14. Non von Neumann architectures: data flow computers, reduction computer architectures, systolic architectures.
Coursework The coursework for all students consists of semi-regular quizzes/vivas and take-home assignments, in addition to mid-sem and end-sem exams and one programming assignment.

Communication We will update the course schedule regularly throughout the course.

Assignment / Scribes / Quizzes

  • Assignments and take-home quizzes will be distributed via CSE Moodle. The detailed information for individual assignment/quiz will be made available in Moodle. Please join the course there. Use the access code mentioned in class.

Handouts / Study Materials

  • Note that you NEED TO join the Microsoft teams classroom titled "HPCA 2023" for this course. We will also share the recordings and other study materials over Teams. Drop the TAs an email ASAP if you cannot access the Microsoft teams classroom.
  • We will also include links to pre-recorded lectures in the "Required Readings and Videos" section of the course schedule. Please check it regularly.

General discussion

  • We'll use Microsoft Teams for general discussion and questions about course material.
  • You should already have the account username and password to log into Microsoft teams. If you cannot access theĀ  Microsoft teams classroom titled "HPCA 2023" please let the instructors know as soon as possible.
  • If you need to reach out to the instructors (e.g., pertaining to an illness or other events that might be impacting your performance in class), please send a private chat on Microsoft Teams visible only to the instructors. Please use the Microsoft teams chatroom (and channels) to discuss publicly with your peers in real-time.
  • Please try to keep all course-related communication to Microsoft Teams rather than email.
Late policy We will accept the take home assignments/scribes 24 hours late with a 15% penalty. Assignments more than a day late will not be accepted without a previously approved extension.

Of course, in exceptional circumstances related to personal emergencies, serious illness, wellness concerns, family emergencies, and similar, please make the course staff aware of your situation and we will do our best to find a mutually agreeable solution.

Grading

The overall course grading policy will be decided later.
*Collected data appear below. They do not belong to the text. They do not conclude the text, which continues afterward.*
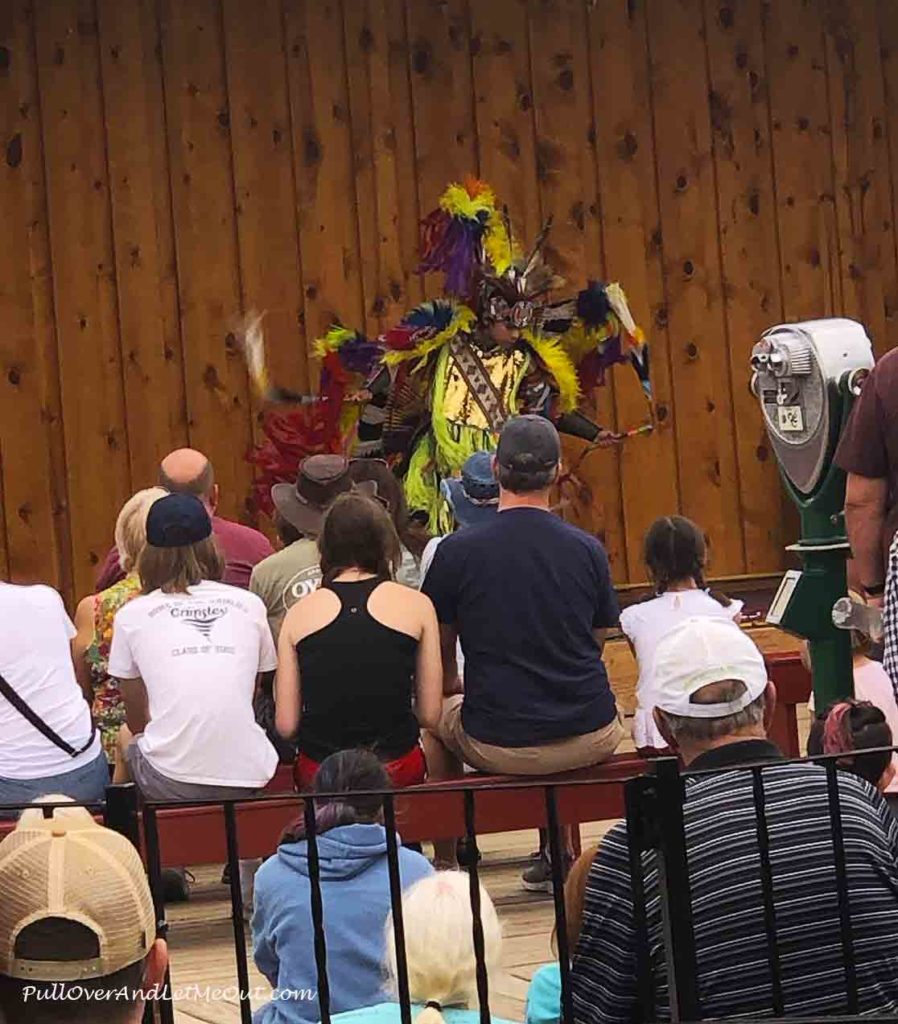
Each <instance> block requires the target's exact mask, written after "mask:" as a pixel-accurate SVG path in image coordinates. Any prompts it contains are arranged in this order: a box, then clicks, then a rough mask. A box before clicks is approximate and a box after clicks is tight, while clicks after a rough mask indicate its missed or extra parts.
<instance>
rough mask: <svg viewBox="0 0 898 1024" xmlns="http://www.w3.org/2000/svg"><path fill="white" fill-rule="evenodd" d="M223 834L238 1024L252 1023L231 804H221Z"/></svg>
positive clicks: (246, 946) (234, 834)
mask: <svg viewBox="0 0 898 1024" xmlns="http://www.w3.org/2000/svg"><path fill="white" fill-rule="evenodd" d="M224 835H225V838H226V841H227V873H228V882H229V883H230V920H231V924H232V926H233V951H234V954H236V955H237V980H238V984H239V986H240V992H239V996H240V1019H241V1024H253V1009H252V1006H251V1005H250V972H249V968H248V966H247V937H246V931H245V929H244V896H243V892H242V890H241V877H240V854H239V850H238V840H237V816H236V814H234V809H233V804H225V806H224Z"/></svg>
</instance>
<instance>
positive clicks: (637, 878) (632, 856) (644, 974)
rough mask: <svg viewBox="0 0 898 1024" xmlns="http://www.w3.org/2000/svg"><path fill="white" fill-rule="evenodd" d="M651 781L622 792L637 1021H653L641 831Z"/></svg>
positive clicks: (654, 995) (651, 988)
mask: <svg viewBox="0 0 898 1024" xmlns="http://www.w3.org/2000/svg"><path fill="white" fill-rule="evenodd" d="M653 784H654V780H653V779H650V778H646V777H643V778H639V779H633V780H631V781H630V782H628V784H627V786H626V788H625V791H624V800H625V805H626V813H627V847H628V855H629V860H630V886H631V891H632V893H633V931H634V934H635V936H636V984H637V991H638V992H639V1001H640V1002H641V1005H642V1015H641V1019H642V1020H645V1021H650V1020H652V1019H653V1018H654V1006H655V985H654V972H653V971H652V967H651V952H650V947H649V941H648V915H647V913H646V904H645V872H644V865H643V861H642V854H643V851H646V850H650V849H652V846H651V844H650V843H649V840H648V836H647V835H646V831H645V827H644V826H645V820H644V814H645V804H646V802H647V801H649V800H650V799H652V797H653V796H654V790H653V788H649V787H650V786H653Z"/></svg>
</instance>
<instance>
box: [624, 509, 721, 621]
mask: <svg viewBox="0 0 898 1024" xmlns="http://www.w3.org/2000/svg"><path fill="white" fill-rule="evenodd" d="M644 557H645V564H646V567H647V568H648V572H649V575H650V577H651V580H652V583H654V585H655V593H656V594H664V593H666V592H667V591H668V589H669V588H670V586H671V584H674V583H677V582H678V581H680V580H694V581H695V586H696V587H698V589H699V590H704V589H705V585H704V564H705V560H707V557H708V549H707V546H705V544H704V535H703V534H702V532H701V530H700V529H699V528H698V527H697V526H696V525H695V523H694V522H692V520H691V519H687V518H686V517H685V516H682V515H666V516H661V518H660V519H655V521H654V522H653V523H652V524H651V526H649V527H648V532H647V534H646V535H645V555H644ZM711 596H712V597H713V598H714V599H715V600H716V601H717V602H718V603H719V604H722V605H723V606H724V607H726V606H727V605H729V604H731V603H732V602H731V601H730V599H729V598H728V597H726V596H725V595H724V594H718V593H712V594H711Z"/></svg>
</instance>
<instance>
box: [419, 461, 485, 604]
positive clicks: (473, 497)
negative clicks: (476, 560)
mask: <svg viewBox="0 0 898 1024" xmlns="http://www.w3.org/2000/svg"><path fill="white" fill-rule="evenodd" d="M493 459H494V454H493V453H491V452H475V453H474V454H473V455H472V456H468V458H467V459H466V460H465V463H464V465H463V466H462V472H461V474H460V475H459V476H458V477H447V478H446V479H444V480H442V481H440V484H439V489H440V492H441V493H442V497H443V498H444V499H445V500H446V503H447V504H448V506H450V508H451V509H452V512H453V518H454V519H455V522H456V526H457V527H458V528H459V529H461V528H462V527H464V526H476V525H478V524H480V523H484V522H489V520H490V519H493V517H494V516H495V515H496V513H497V512H498V511H499V481H498V480H497V479H496V474H495V473H494V472H493ZM448 536H451V535H448V534H446V535H443V536H442V537H432V538H431V539H430V540H429V541H428V542H427V544H426V545H425V548H424V552H423V554H422V555H421V582H422V584H423V582H424V578H425V577H426V575H427V570H428V569H429V568H430V566H431V564H432V562H433V556H434V555H435V554H436V549H437V548H438V547H439V545H440V543H441V542H442V541H444V540H445V538H446V537H448Z"/></svg>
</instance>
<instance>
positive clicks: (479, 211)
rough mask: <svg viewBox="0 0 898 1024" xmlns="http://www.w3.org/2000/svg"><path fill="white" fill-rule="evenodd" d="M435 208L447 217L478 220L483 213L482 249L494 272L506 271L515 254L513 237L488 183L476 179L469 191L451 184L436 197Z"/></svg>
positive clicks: (459, 186)
mask: <svg viewBox="0 0 898 1024" xmlns="http://www.w3.org/2000/svg"><path fill="white" fill-rule="evenodd" d="M439 208H440V209H441V210H444V211H445V212H446V213H447V214H448V215H450V216H451V217H461V218H462V219H464V220H479V219H480V216H481V214H484V213H485V214H486V230H485V231H484V232H483V252H484V253H485V254H486V258H487V259H488V260H489V262H490V263H491V264H493V268H494V270H495V271H496V272H497V273H498V274H503V273H505V272H506V270H508V268H509V267H510V266H511V264H512V262H513V261H514V259H515V258H516V257H517V255H518V253H517V250H516V247H515V244H514V240H513V239H511V238H509V233H508V228H507V227H506V223H505V218H504V217H503V216H502V215H501V213H500V212H499V210H498V209H497V208H496V195H495V193H494V191H493V189H491V188H490V187H489V185H487V184H484V183H483V182H481V181H478V182H476V185H472V189H470V190H469V189H468V188H466V187H465V185H460V184H457V183H454V184H451V185H450V186H448V187H447V188H446V190H445V191H444V193H443V194H442V196H441V197H440V199H439Z"/></svg>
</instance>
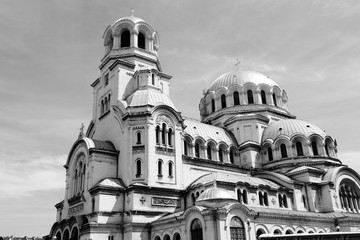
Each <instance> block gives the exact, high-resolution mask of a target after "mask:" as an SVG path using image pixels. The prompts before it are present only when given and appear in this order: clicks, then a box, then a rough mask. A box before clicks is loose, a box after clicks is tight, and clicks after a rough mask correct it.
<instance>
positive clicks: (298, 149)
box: [296, 141, 304, 156]
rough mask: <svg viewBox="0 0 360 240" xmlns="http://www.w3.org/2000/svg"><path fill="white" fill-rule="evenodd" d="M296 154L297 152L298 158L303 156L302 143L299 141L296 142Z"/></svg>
mask: <svg viewBox="0 0 360 240" xmlns="http://www.w3.org/2000/svg"><path fill="white" fill-rule="evenodd" d="M296 152H297V154H298V156H304V151H303V148H302V143H301V142H300V141H298V142H296Z"/></svg>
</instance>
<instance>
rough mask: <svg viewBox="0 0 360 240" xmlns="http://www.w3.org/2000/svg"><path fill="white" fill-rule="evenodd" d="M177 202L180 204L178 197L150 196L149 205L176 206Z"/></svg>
mask: <svg viewBox="0 0 360 240" xmlns="http://www.w3.org/2000/svg"><path fill="white" fill-rule="evenodd" d="M179 204H180V201H179V199H173V198H160V197H152V198H151V205H153V206H164V207H176V206H178V205H179Z"/></svg>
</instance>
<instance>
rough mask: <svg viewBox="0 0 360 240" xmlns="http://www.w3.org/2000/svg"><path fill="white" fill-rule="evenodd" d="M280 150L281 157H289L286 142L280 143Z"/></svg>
mask: <svg viewBox="0 0 360 240" xmlns="http://www.w3.org/2000/svg"><path fill="white" fill-rule="evenodd" d="M280 151H281V158H287V150H286V145H285V144H281V145H280Z"/></svg>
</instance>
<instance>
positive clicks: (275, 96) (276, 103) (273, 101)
mask: <svg viewBox="0 0 360 240" xmlns="http://www.w3.org/2000/svg"><path fill="white" fill-rule="evenodd" d="M273 102H274V105H275V106H277V102H276V95H275V93H273Z"/></svg>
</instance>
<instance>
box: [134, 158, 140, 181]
mask: <svg viewBox="0 0 360 240" xmlns="http://www.w3.org/2000/svg"><path fill="white" fill-rule="evenodd" d="M135 176H136V177H140V176H141V160H140V159H138V160H137V161H136V175H135Z"/></svg>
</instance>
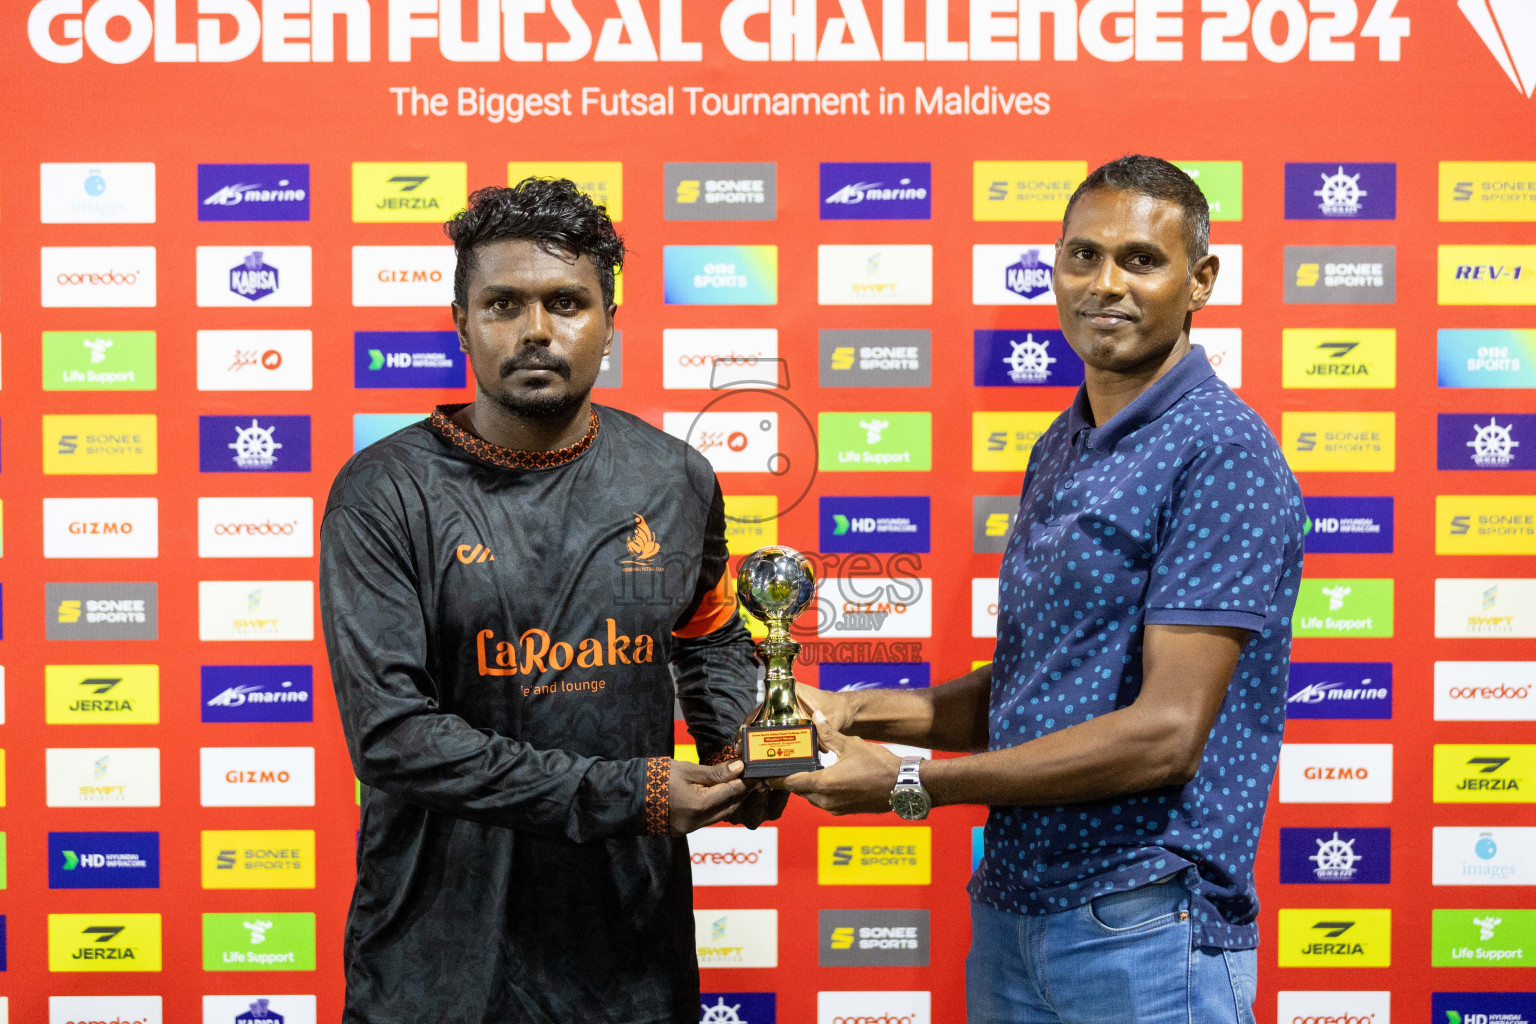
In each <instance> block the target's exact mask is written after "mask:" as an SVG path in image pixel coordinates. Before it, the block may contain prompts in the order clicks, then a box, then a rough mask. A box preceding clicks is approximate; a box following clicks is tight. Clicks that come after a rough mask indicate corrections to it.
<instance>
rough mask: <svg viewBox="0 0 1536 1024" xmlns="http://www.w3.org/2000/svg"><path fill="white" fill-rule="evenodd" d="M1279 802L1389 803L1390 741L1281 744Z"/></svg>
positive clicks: (1390, 752) (1390, 751)
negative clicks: (1344, 742) (1349, 742)
mask: <svg viewBox="0 0 1536 1024" xmlns="http://www.w3.org/2000/svg"><path fill="white" fill-rule="evenodd" d="M1279 801H1281V803H1392V745H1390V743H1281V746H1279Z"/></svg>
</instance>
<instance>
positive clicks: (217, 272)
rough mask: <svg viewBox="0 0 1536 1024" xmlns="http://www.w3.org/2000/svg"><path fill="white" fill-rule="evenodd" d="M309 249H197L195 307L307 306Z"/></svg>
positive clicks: (241, 307) (309, 268) (308, 270)
mask: <svg viewBox="0 0 1536 1024" xmlns="http://www.w3.org/2000/svg"><path fill="white" fill-rule="evenodd" d="M310 281H312V273H310V247H309V246H263V247H261V249H255V247H250V246H198V247H197V304H198V306H204V307H206V306H237V307H240V309H249V307H250V306H289V307H296V306H309V304H310Z"/></svg>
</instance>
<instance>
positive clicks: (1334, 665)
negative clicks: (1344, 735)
mask: <svg viewBox="0 0 1536 1024" xmlns="http://www.w3.org/2000/svg"><path fill="white" fill-rule="evenodd" d="M1289 688H1290V689H1289V692H1287V695H1286V717H1287V718H1390V717H1392V662H1292V663H1290V683H1289Z"/></svg>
Following is a rough overview and is subjected to change as the course progresses.
Programming assignment 20%
Semester exams
70%
Quiz, Class Participation
10%


Honor code

You are permitted to talk to the course staff and to your fellow students about any of the problem sets. Any assistance, though, must be limited to discussion of the problem and sketching general approaches to a solution. Each student must write out his or her own solutions to the problem sets. Consulting another student's solution is prohibited, and submitted solutions may not be copied from any source. These and any other form of collaboration on assignments constitute cheating.

No collaboration is permitted on quizzes or assignments, unless specified otherwise. All work submitted for the project must properly cite ideas and work that are not those of the students in the group. Simply stated, feel free to discuss problems with each other, but do not cheat. It is not worth it, and you will get caught. In that case, we will be forced to award you no marks for that assignment/quiz/project, take away 50% of your total final marks and you will risk deregistration.

Wellness

If a personal emergency comes up that might impact your work in the class, please let the instructors know via a private chat message (to all the course instructors) so that the course staff can make appropriate arrangements.